The thought of losing Edd was torturous. So was waiting for answers. I didn't eat while I waited. I just sat in my chair and waited. I only talked to doctors and I only asked them how Edd was. Some of them weren't even Edd's doctors, I just wanted answers.
Finally at about 4 in the morning Edd's surgeon came out the door. I immediately stood and walked up to him.
"How is he?"
"Well he suffered a lot of injuries, head wounds, broken bones, he lost a lot of blood but…."
"But what?" I pressed. The surgeon sighed, "Despite all his injuries he is a fighter and he made it through everything. It's going to take him a long time to recover and he'll have a lot of rehab to go through to get his strength back but, in time he will be the same as he used to be."
"Thank you," I choked out between my sobs.
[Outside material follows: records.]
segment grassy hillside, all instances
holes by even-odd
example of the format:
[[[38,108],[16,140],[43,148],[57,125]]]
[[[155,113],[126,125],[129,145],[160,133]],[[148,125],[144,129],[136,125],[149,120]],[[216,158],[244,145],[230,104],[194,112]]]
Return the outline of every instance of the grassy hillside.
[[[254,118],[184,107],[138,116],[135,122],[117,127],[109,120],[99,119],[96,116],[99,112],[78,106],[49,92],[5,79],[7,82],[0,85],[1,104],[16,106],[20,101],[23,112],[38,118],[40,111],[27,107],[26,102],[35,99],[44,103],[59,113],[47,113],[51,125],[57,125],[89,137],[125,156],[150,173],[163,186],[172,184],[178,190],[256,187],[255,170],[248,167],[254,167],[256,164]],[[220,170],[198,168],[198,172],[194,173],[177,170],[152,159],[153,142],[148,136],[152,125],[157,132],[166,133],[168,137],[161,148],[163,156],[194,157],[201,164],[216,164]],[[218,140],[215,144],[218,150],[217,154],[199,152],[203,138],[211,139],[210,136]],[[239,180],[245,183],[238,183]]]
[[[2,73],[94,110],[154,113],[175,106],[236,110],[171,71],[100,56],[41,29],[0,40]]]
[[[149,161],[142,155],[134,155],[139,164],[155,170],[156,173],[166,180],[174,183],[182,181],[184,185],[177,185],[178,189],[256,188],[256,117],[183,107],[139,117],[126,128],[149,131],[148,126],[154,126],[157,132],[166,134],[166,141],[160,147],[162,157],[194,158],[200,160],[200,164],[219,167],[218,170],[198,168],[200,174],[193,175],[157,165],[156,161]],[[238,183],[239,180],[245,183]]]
The Doctor nodded and then returned from where he came. At 6 am I was allowed in to Edd's room. He was hooked up to all kinds of machines. A heart monitor, an IV drip, a ventilator. He looked like shit even after all the blood was cleaned off and his wounds were bandaged.
His face had three cuts on it that were deep enough for stiches and a lot more smaller ones that weren't as bad. His right hand was in a cast and so was his left hand. He had numerous bandages all over his arms, face, and neck.
When I walked in the room I started to bawl. He looked so weak and vulnerable. Like if he wasn't attached to these machines he would die and it broke my very heart and soul to see him like that.
I walked over to the side of the bed and sat down in the chair that was placed there. For a while I just sat there and looked at him, crying till I ran out of tears. Then I gently gripped his casted hand and softly touched his face. He looked so broken. I cried again till I fell asleep.